Epicness
Au-delà de la Bigness et l'Emptiness
Ecrit en 1994, la Bigness, ‘‘théorème’’ manifeste de Rem Koolhaas et aboutissement d’un ensemble de réflexions sur le potentiel de l’architecture métropolitaine, annonçait l’absorption totale de l’environnement bâti au sein des logiques du capitalisme néo-libéral. La construction de grande échelle - agglomérat complexe et massif de programmes - devait devenir la forme ‘‘maximale’’ de l’architecture, le point culminant où elle abriterait le monde présent et le futur.
Aujourd’hui, la Bigness a changé de base théorique. La chape de plomb imposée par les 20 dernières années d’austérité économique a forcé les architectes à renouveler leur proposition. Les bâtiments de très grande taille continuent de proliférer. Néanmoins, l’économie des moyens devient l’occasion de ‘‘re-focaliser’’ l’architecture sur sa propre discipline - étude typologique, réduction de la matière, recherche structurelle. Sous l’impulsion d’agences comme Office KGSV et ses ‘‘boxes without content’’, l’Emptiness émerge alors. Il s’agit maintenant de créer les grandes boîtes cadrant un monde intérieur ‘‘neutre’’. L’Emptiness se détache donc de toute composante ‘‘impure’’ venant de l’extérieur, abandonnant toute influence réciproque sur les forces socio-économiques qui la mettent en mouvement, pour le meilleur et pour le pire ...

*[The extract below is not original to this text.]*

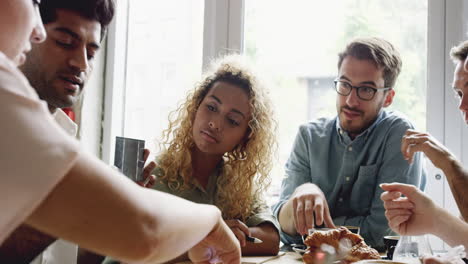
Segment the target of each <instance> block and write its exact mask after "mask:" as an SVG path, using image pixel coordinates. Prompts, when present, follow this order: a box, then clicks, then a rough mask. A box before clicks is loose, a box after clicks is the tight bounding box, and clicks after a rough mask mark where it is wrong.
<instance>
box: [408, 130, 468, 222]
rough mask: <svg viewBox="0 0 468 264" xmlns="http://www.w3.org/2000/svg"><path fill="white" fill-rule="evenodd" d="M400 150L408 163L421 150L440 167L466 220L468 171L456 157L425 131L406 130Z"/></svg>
mask: <svg viewBox="0 0 468 264" xmlns="http://www.w3.org/2000/svg"><path fill="white" fill-rule="evenodd" d="M401 152H402V153H403V156H404V157H405V159H407V160H408V162H409V163H411V162H412V161H413V156H414V153H416V152H423V153H424V154H426V156H427V157H428V158H429V159H430V160H431V162H432V163H433V164H434V166H436V167H437V168H439V169H441V170H442V171H443V172H444V174H445V176H446V177H447V181H448V183H449V185H450V189H451V190H452V194H453V196H454V198H455V201H456V202H457V205H458V209H459V210H460V212H461V214H462V217H463V219H465V221H467V220H468V194H467V193H466V188H465V186H467V185H468V171H466V170H465V169H464V168H463V166H462V164H461V163H460V162H459V161H458V160H457V158H456V157H455V156H454V155H453V154H452V153H451V152H450V151H449V150H448V149H447V148H446V147H445V146H444V145H442V144H441V143H440V142H439V141H437V139H435V138H434V137H433V136H431V135H430V134H427V133H421V132H417V131H414V130H408V131H406V133H405V136H404V137H403V140H402V142H401Z"/></svg>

Plutôt que d’emprunter la voie du repli disciplinaire a-politique, nous proposerons, ici, une réelle théorie de l’anti-Bigness. Contre ce qu’elle considère être la résignation du théorème koolhassien, cette dernière s’affaire à détourner l’architecture de grande échelle, non pas dans l’objectif de perpétuer les structures de dominations du capitalisme, mais afin d’affirmer, au contraire, l’antagonisme du monde. Face au récit moderne du ‘‘tout fluide’’, il devient urgent de déclarer que le capitalisme entraîne inévitablement des divergences conflictuelles avec le réel et les individus qui l’habitent. Au-delà de la Bigness et l’Emptiness, se trouve alors l’Epicness.